«Милая, милая Леночка! Я знаю ваше доброе сердце и направляю его прямо к вам, по-родственному. Телеграмму я, впрочем, послала, он все вам сам расскажет, бедный мальчик. Лариосика постиг ужасный удар, и я долго боялась, что он не переживет его. Милочка Рубцова, на которой, как вы знаете, он женился год тому назад, оказалась подколодной змеей! Приютите его, умоляю, и согрейте так, как вы умеете это делать. Я аккуратно буду переводить вам содержание. Житомир стал ему ненавистен, и я вполне это понимаю. Впрочем, не буду больше ничего писать, – я слишком взволнована, и сейчас идет санитарный поезд, он сам вам все расскажет. Целую вас крепко, крепко и Сережу!»
После этого стояла неразборчивая подпись.
– Я птицу захватил с собой, – сказал неизвестный, вздыхая, – птица – лучший друг человека. Многие, правда, считают ее лишней в доме, но я одно могу сказать – птица уж, во всяком случае, никому не делает зла.
Последняя фраза очень понравилась Николке. Не стараясь уже ничего понять, он застенчиво почесал непонятным письмом бровь и стал спускать ноги с кровати, думая: «Неприлично… спросить, как его фамилия?… Удивительное происшествие…»
– Это канарейка? – спросил он.
– Но какая! – ответил неизвестный восторженно. – Собственно, это даже и не канарейка, а настоящий кенар. Самец. И таких у меня в Житомире пятнадцать штук. Я перевез их к маме, пусть она кормит их. Этот негодяй, наверное, посвертывал бы им шеи. Он ненавидит птиц. Разрешите поставить ее пока на ваш письменный стол?
– Пожалуйста, – ответил Николка. – Вы из Житомира?
– Ну да, – ответил неизвестный, – и, представьте, совпадение: я прибыл одновременно с вашим братом.
– Каким братом?
– Как с каким? Ваш брат прибыл вместе со мной, – ответил удивленно неизвестный.
– Какой брат? – жалобно вскричал Николка. – Какой брат? Из Житомира?!
– Ваш старший брат…
Голос Елены явственно выкрикнул в гостиной: «Николка! Николка! Илларион Ларионыч! Да будите же его! Будите!»
– Трики, фит, фит, трики! – протяжно заорала птица.
Николка уронил голубое письмо и пулей полетел через книжную в столовую и в ней замер, растопырив руки.

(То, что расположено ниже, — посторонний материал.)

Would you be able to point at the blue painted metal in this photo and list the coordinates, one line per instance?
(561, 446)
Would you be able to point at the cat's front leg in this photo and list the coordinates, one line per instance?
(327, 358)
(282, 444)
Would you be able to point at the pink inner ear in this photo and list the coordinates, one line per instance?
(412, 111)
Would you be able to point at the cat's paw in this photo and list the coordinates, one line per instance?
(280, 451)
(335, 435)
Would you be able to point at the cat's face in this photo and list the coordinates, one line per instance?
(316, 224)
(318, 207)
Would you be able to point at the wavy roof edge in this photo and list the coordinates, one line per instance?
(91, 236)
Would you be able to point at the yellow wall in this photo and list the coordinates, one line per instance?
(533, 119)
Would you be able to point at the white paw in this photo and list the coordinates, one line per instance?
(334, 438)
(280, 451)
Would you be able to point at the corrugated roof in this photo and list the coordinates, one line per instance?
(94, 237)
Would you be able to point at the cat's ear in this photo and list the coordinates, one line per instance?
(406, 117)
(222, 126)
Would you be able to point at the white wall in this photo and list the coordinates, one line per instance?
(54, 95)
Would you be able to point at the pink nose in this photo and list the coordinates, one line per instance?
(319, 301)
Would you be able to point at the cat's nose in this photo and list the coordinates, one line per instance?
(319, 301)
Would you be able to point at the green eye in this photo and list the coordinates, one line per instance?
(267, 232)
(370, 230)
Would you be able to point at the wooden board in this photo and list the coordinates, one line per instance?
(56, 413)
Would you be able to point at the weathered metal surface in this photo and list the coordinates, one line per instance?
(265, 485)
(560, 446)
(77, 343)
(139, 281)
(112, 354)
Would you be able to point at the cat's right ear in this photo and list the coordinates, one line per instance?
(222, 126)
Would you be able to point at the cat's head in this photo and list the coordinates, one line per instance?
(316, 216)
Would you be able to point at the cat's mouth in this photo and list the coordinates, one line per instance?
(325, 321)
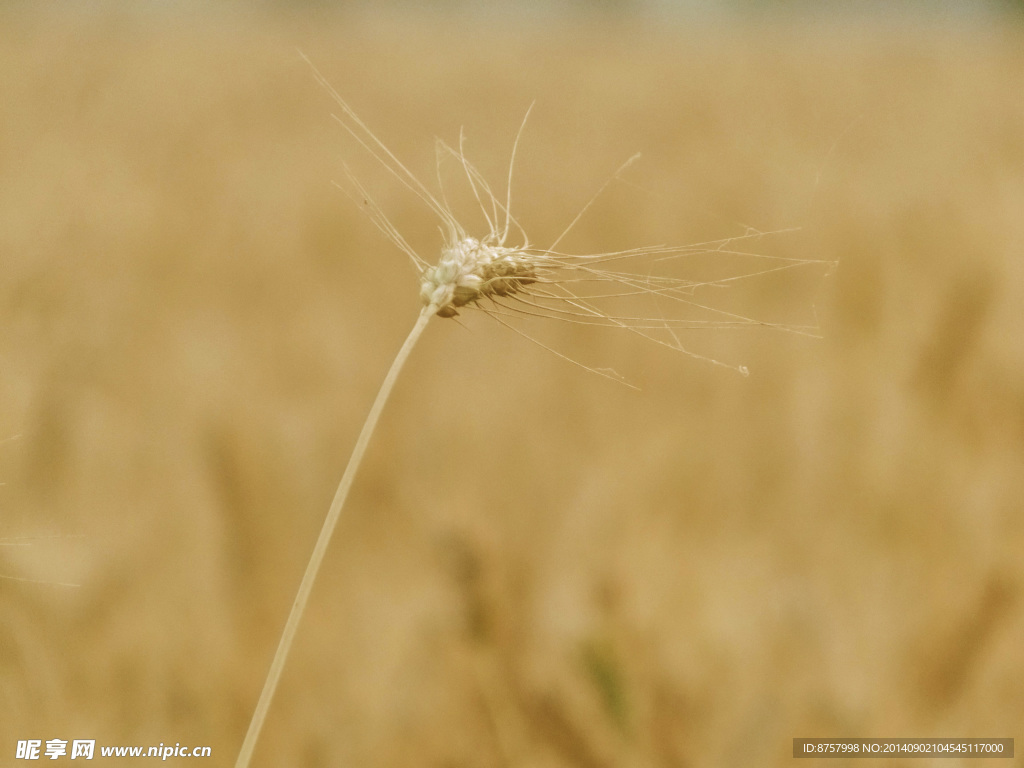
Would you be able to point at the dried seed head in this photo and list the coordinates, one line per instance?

Алексей Турбин в черном чужом пальто с рваной подкладкой, в черных чужих брюках лежал неподвижно на диванчике под часами. Его лицо было бледно синеватой бледностью, а зубы стиснуты. Елена металась возле него, халат ее распахнулся, и были видны черные чулки и кружево белья. Она хваталась то за пуговицы на груди Турбина, то за руки, крича: «Никол! Никол!»
Через три минуты Николка в сдвинутой на затылок студенческой фуражке, в серой шинели нараспашку бежал, тяжело пыхтя, вверх по Алексеевскому спуску и бормотал: «А если его нету? Вот, боже мой, история с желтыми отворотами! Но Курицкого нельзя звать ни в коем случае, это совершенно ясно… Кит и кот…» Птица оглушительно стучала у него в голове – кити, кот, кити, кот!
Через час в столовой стоял на полу таз, полный красной жидкой водой, валялись комки красной рваной марли и белые осколки посуды, которую обрушил с буфета неизвестный с желтыми отворотами, доставая стакан. По осколкам все бегали и ходили с хрустом взад и вперед. Турбин, бледный, но уже не синеватый, лежал по-прежнему навзничь на подушке. Он пришел в сознание и хотел что-то сказать, но остробородый, с засученными рукавами, доктор в золотом пенсне, наклонившись к нему, сказал, вытирая марлей окровавленные руки:
– Помолчите, коллега…
Анюта, белая, меловая, с огромными глазами, и Елена, растрепанная, рыжая, подымали Турбина и снимали с него залитую кровью и водой рубаху с разрезанным рукавом.